Winfried Leiprecht: Kliniken sind große Arbeitgeber. Die Oberschwabenklinik beschäftigt rund 3.000 Menschen. Es geht nach innen um eine Atmosphäre, in der sich Beschäftigte persönlich wohl und geschätzt fühlen. Es geht nach außen – vor dem Hintergrund des herrschenden Fachkräftemangels – auch um die Attraktivität als ein Arbeitgeber, zu dem die Menschen gerne und bedenkenlos kommen.
Das sind die Vorteile der Diversität, aber es gibt auch Herausforderungen. Wo sehen Sie diese für Ihr Krankenhaus?

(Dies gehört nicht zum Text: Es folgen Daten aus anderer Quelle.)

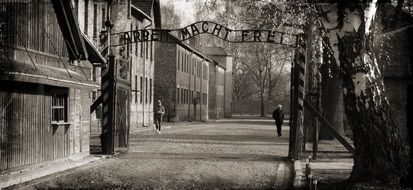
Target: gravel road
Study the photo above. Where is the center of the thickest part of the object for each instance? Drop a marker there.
(230, 154)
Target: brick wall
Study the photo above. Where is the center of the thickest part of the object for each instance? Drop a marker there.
(177, 77)
(393, 52)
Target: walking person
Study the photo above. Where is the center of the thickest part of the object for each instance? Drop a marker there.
(159, 111)
(278, 116)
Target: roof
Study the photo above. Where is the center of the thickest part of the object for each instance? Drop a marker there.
(215, 51)
(144, 5)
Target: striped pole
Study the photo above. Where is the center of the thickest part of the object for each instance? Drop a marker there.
(297, 101)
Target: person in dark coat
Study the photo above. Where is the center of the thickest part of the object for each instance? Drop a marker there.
(159, 111)
(278, 116)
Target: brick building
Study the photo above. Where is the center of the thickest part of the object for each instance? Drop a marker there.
(181, 81)
(45, 84)
(136, 60)
(223, 99)
(393, 46)
(135, 15)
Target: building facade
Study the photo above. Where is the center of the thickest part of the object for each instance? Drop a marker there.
(45, 84)
(181, 81)
(225, 65)
(136, 61)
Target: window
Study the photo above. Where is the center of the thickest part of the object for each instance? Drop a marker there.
(86, 16)
(130, 45)
(142, 48)
(95, 20)
(177, 95)
(136, 88)
(146, 49)
(151, 50)
(103, 16)
(136, 43)
(146, 90)
(204, 98)
(182, 96)
(150, 90)
(77, 7)
(129, 9)
(179, 59)
(187, 96)
(59, 107)
(141, 90)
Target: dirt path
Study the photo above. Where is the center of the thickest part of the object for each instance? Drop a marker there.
(224, 155)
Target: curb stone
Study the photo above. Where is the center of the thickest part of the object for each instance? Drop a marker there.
(299, 176)
(25, 176)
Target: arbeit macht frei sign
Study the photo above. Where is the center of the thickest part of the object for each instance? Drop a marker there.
(206, 27)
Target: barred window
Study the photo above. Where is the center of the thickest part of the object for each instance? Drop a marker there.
(59, 107)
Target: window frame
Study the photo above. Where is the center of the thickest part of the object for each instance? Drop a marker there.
(59, 102)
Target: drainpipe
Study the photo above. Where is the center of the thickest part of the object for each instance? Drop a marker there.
(189, 86)
(200, 90)
(144, 79)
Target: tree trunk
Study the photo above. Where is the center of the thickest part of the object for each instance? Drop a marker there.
(380, 154)
(331, 100)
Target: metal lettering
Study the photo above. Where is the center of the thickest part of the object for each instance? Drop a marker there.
(185, 32)
(217, 28)
(257, 35)
(244, 34)
(205, 24)
(194, 30)
(202, 27)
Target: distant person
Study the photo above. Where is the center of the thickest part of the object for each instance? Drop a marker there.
(278, 116)
(159, 111)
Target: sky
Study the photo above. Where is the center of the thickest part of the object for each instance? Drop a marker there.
(184, 8)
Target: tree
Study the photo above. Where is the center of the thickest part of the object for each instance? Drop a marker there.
(379, 148)
(170, 20)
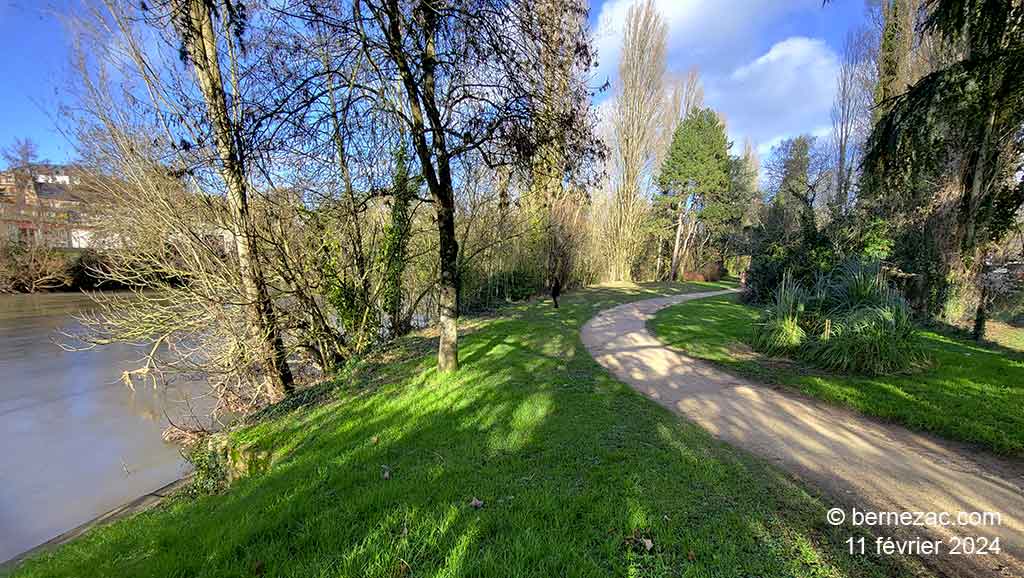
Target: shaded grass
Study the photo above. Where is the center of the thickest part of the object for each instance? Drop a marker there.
(576, 471)
(969, 393)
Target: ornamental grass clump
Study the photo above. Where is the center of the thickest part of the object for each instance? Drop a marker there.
(852, 321)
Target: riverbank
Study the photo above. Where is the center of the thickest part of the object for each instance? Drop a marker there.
(128, 509)
(530, 461)
(77, 442)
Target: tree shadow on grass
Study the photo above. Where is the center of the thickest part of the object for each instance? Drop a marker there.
(577, 473)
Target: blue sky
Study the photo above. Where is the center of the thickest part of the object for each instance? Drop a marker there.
(34, 69)
(767, 65)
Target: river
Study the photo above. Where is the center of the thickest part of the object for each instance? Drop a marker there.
(75, 442)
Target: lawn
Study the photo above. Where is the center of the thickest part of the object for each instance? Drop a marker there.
(970, 393)
(578, 475)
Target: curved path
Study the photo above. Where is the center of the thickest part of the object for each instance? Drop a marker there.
(857, 461)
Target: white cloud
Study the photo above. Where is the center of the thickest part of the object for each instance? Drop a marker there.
(785, 91)
(766, 95)
(709, 33)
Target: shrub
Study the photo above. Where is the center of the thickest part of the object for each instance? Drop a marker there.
(851, 321)
(780, 331)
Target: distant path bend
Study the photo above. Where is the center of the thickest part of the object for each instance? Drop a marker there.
(859, 462)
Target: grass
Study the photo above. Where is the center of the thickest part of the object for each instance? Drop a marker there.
(970, 393)
(576, 471)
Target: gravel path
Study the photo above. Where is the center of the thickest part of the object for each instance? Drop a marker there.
(857, 461)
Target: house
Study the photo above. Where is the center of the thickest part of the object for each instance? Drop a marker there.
(46, 204)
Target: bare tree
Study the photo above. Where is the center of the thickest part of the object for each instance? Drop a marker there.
(462, 81)
(639, 110)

Winfried Leiprecht: Personalauswahl und Personalentwicklung müssen den Geboten der Chancengleichheit, der Gerechtigkeit und der Vorurteilsfreiheit entsprechen. Das ist der Anspruch an Prozesse im Unternehmen. Der andere Anspruch betrifft das Zusammenleben. Diskriminierung geschieht vielfach im Kleinen, im Stillen. Mit Vorgängen auf der großen Bühne kann man sich gesellschaftlich auseinandersetzen. Alltagsdiskriminierung dagegen bleibt oft unbemerkt und geschieht sehr oft sogar unbewusst. Hier gilt es, im betrieblichen Alltag ständig zu sensibilisieren.

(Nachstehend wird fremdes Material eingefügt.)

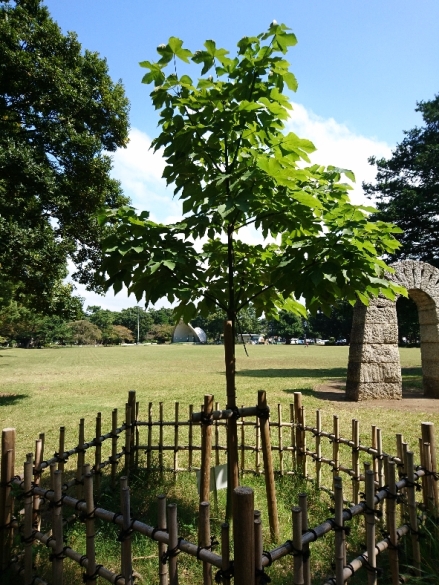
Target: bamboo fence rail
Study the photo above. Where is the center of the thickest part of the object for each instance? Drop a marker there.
(285, 445)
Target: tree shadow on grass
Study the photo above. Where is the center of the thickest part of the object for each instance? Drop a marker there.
(11, 399)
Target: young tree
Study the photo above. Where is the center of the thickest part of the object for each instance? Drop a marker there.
(59, 113)
(233, 166)
(407, 188)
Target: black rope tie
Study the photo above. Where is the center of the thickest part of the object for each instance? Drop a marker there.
(171, 552)
(225, 573)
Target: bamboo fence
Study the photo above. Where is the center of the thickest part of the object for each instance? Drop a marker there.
(388, 485)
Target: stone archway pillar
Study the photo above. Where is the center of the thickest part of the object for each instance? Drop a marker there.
(374, 369)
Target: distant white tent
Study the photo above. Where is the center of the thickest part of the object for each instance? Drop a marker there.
(185, 333)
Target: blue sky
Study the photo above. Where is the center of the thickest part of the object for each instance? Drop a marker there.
(361, 67)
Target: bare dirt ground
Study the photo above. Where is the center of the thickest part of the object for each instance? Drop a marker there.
(412, 398)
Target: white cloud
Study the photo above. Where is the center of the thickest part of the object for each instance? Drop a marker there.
(338, 145)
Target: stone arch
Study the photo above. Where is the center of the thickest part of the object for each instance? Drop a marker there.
(374, 369)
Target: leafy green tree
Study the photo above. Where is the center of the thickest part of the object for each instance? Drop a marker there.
(233, 166)
(59, 114)
(407, 188)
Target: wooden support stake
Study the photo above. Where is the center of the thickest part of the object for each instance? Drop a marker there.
(57, 529)
(98, 455)
(28, 519)
(204, 539)
(270, 486)
(162, 525)
(90, 576)
(303, 505)
(114, 438)
(173, 543)
(243, 536)
(340, 541)
(126, 558)
(297, 544)
(412, 509)
(206, 448)
(370, 526)
(390, 478)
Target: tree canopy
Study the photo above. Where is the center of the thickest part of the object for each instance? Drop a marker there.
(59, 113)
(407, 188)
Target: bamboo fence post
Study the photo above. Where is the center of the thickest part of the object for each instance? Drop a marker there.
(300, 457)
(318, 448)
(280, 439)
(161, 438)
(37, 480)
(57, 529)
(148, 452)
(413, 516)
(370, 526)
(90, 574)
(162, 525)
(114, 438)
(297, 545)
(355, 461)
(127, 449)
(390, 475)
(204, 539)
(6, 499)
(427, 429)
(28, 519)
(268, 465)
(61, 448)
(206, 448)
(336, 448)
(132, 422)
(217, 459)
(293, 438)
(176, 413)
(173, 543)
(98, 454)
(80, 461)
(303, 504)
(339, 537)
(125, 536)
(243, 536)
(225, 553)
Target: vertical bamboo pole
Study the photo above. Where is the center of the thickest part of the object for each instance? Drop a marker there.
(390, 473)
(204, 539)
(206, 448)
(28, 518)
(355, 461)
(162, 525)
(98, 454)
(61, 447)
(128, 433)
(297, 544)
(268, 467)
(90, 576)
(280, 439)
(370, 526)
(80, 461)
(339, 537)
(161, 437)
(243, 535)
(57, 529)
(336, 447)
(225, 552)
(126, 559)
(318, 448)
(114, 438)
(173, 543)
(303, 505)
(176, 429)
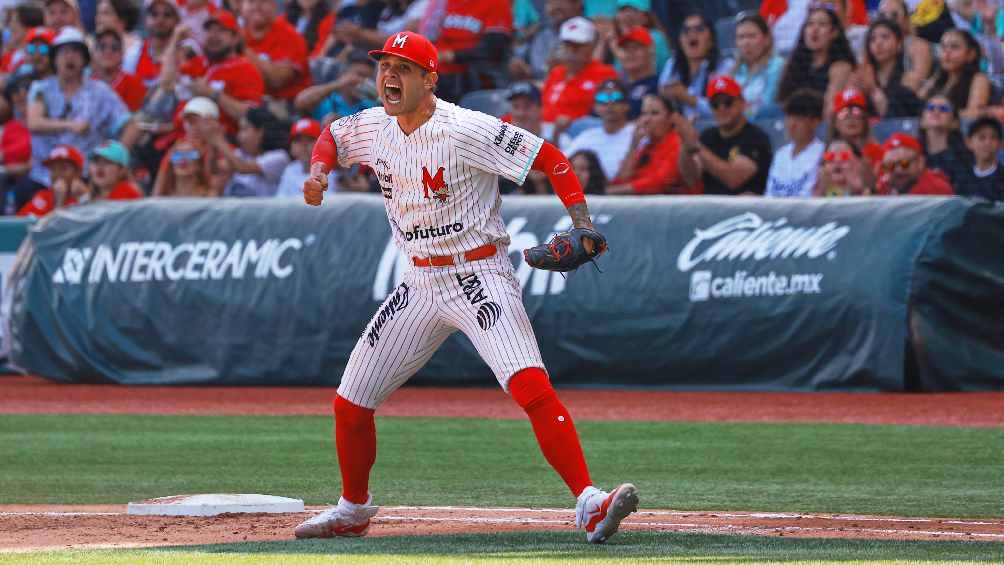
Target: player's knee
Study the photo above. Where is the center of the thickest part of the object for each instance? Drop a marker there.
(351, 415)
(530, 386)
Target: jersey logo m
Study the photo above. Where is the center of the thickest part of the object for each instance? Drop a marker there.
(436, 185)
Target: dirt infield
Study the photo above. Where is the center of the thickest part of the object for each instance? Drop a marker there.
(28, 527)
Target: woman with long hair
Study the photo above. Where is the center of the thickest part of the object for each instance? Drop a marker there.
(187, 175)
(882, 73)
(696, 58)
(919, 59)
(850, 123)
(590, 175)
(941, 136)
(312, 19)
(959, 76)
(758, 68)
(652, 166)
(822, 59)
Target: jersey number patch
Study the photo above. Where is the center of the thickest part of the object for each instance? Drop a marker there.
(435, 187)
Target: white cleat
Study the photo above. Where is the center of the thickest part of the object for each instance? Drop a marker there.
(345, 520)
(599, 513)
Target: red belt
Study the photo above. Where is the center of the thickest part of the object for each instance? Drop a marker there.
(476, 254)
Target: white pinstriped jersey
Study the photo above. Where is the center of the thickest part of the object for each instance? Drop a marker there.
(440, 183)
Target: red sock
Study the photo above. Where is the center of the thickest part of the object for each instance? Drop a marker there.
(552, 426)
(355, 442)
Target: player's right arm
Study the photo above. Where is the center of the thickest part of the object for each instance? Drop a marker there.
(323, 159)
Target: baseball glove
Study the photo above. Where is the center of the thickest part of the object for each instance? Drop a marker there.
(566, 251)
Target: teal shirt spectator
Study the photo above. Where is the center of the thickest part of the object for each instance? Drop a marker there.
(524, 14)
(760, 87)
(336, 103)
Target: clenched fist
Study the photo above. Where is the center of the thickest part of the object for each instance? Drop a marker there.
(313, 189)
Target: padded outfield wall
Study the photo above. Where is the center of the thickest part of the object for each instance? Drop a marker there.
(697, 293)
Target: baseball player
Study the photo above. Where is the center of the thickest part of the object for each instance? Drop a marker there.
(438, 166)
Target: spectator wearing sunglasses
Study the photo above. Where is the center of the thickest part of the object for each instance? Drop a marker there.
(653, 166)
(959, 75)
(187, 174)
(758, 68)
(941, 136)
(734, 157)
(570, 89)
(71, 108)
(107, 67)
(986, 177)
(905, 171)
(60, 14)
(793, 171)
(821, 60)
(637, 55)
(850, 122)
(37, 51)
(19, 20)
(611, 140)
(695, 59)
(842, 172)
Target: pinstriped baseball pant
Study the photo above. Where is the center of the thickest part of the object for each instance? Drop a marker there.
(483, 299)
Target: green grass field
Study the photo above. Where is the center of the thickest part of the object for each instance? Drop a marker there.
(885, 470)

Was können Krankenhäuser tun, um Diversität zu fördern?
Winfried Leiprecht: Statistisch messbar ist Diversität nur bedingt. In der Oberschwabenklinik arbeiten rund 100 Beschäftigte mit einer Schwerbehinderung. Etwa 200 Beschäftigte aus über einem Dutzend Herkunftsländer haben einen ausländischen Pass. Viele hundert weitere Beschäftigte dürften aus Familien mit Migrationshintergrund kommen. Das sind erkennbare Gruppen, für die sich durch Beratungsangebote Hürden beiseite räumen lassen. Anlaufstellen oder Beauftragte für Gleichstellung oder für Fälle von Diskriminierung oder sexueller Belästigung zeigen über die Hilfe in Einzelfällen hinaus, dass sich ein Unternehmen aktiv um diese Themen kümmert. Eine Unterschrift unter einer Charta alleine reicht nicht. Diversität muss verinnerlicht sein. Ein förderliches Klima im betrieblichen Alltag ist Grundlage für alles.

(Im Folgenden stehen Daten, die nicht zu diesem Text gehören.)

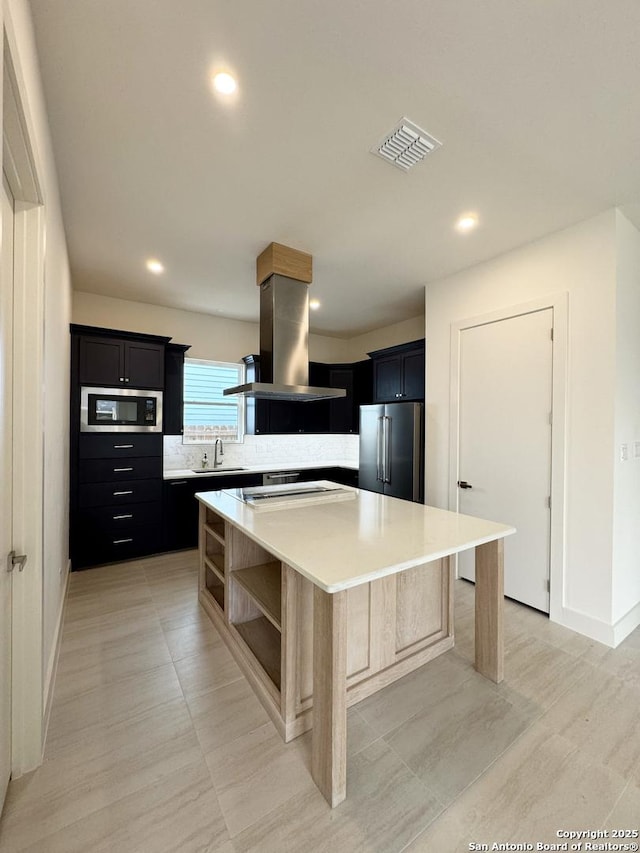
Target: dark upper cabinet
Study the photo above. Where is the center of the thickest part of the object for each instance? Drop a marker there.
(109, 357)
(268, 417)
(173, 403)
(398, 373)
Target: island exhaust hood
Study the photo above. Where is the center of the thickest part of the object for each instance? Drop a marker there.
(284, 275)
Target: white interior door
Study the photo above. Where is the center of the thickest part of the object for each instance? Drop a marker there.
(504, 452)
(6, 481)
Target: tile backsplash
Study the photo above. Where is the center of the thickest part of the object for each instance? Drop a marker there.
(265, 450)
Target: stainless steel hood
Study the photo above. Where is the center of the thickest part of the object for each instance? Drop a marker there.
(284, 345)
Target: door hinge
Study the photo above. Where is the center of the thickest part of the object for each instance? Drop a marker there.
(14, 560)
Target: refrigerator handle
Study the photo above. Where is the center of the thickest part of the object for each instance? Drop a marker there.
(379, 451)
(387, 449)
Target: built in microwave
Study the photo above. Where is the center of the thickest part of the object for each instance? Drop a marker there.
(120, 410)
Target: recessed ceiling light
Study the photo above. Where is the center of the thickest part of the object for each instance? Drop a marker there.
(155, 266)
(467, 222)
(224, 83)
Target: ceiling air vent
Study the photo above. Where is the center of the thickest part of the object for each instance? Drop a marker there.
(406, 145)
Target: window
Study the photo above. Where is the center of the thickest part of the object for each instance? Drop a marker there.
(207, 413)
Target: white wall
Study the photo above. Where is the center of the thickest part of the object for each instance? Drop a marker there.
(211, 337)
(626, 528)
(581, 261)
(57, 315)
(226, 340)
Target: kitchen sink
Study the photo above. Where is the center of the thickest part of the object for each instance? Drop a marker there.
(215, 470)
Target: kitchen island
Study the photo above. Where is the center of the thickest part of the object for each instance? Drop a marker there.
(326, 598)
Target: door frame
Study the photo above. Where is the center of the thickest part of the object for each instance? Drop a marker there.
(559, 303)
(22, 167)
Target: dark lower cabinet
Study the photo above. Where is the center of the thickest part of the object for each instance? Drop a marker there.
(116, 511)
(180, 508)
(344, 476)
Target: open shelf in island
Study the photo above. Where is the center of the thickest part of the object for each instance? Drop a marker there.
(215, 586)
(215, 524)
(263, 584)
(263, 641)
(216, 531)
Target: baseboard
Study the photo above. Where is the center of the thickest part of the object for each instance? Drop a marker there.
(52, 666)
(628, 623)
(586, 625)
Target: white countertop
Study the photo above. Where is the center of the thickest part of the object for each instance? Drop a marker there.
(263, 468)
(342, 544)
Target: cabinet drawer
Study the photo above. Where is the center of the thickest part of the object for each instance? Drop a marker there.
(115, 519)
(116, 446)
(116, 494)
(114, 546)
(116, 470)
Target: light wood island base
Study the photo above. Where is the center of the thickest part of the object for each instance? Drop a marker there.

Das ist eine große Aufgabe für die Kliniken. Schauen wir mal auf das größere Bild – was muss generell im Gesundheitswesen in Sachen Vielfalt passieren, damit es für alle besser wird?
Winfried Leiprecht: Dass etwas für alle besser wird, ist ein immenser Anspruch. Formulieren wir es etwas bescheidener. Es darf keine Ausgrenzungen mehr geben, nicht versteckt und schon gar nicht offen.